If you ran the containers manually, you can start with the ID:

$ docker ps
CONTAINER ID        IMAGE                    COMMAND                 CREATED              STATUS              PORTS                              NAMES
*[RUNNING_CONTAINER_ID]*        bookstore-data-manager   "mvn spring-boot:run"

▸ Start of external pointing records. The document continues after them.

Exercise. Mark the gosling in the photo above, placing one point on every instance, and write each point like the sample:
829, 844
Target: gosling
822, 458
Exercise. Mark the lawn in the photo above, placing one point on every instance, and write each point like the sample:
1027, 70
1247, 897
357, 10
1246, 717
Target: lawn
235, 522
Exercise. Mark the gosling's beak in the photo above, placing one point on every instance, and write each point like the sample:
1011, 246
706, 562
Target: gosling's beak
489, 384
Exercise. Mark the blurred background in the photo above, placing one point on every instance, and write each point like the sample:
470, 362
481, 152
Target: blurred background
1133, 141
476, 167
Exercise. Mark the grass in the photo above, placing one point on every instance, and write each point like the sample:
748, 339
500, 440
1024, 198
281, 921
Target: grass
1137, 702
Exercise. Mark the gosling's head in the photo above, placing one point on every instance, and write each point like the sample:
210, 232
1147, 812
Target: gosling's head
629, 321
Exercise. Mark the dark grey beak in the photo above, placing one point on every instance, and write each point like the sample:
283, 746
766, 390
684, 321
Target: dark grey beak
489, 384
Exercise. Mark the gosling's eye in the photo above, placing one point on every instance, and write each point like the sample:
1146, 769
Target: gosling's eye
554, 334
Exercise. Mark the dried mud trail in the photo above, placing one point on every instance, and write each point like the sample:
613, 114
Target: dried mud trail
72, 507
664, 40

Now, using that container ID, we shell into the container and confirm the exploit created the /tmp/hacked file:

$ docker exec -it java-microservice-sample-apps_bookstore-datamanager_1 ls -al /tmp/hacked
...
-rw-r--r-- 1 root root 0 <time> /tmp/hacked

Server Side Request Forgery (SSRF)

The bookstore-frontend exposes a "info" service, only intended for developers. It is intended to be used to rertieve data about different developer environments, but it can be used to force the app to retrieve data from other URLs:

$ curl http://localhost:8002/application/info?env=google.com/?

Obviously in this case we ask the server to retrieve Google content, but it could as easily be pointed towards URLs typically only accessed within your perimeter.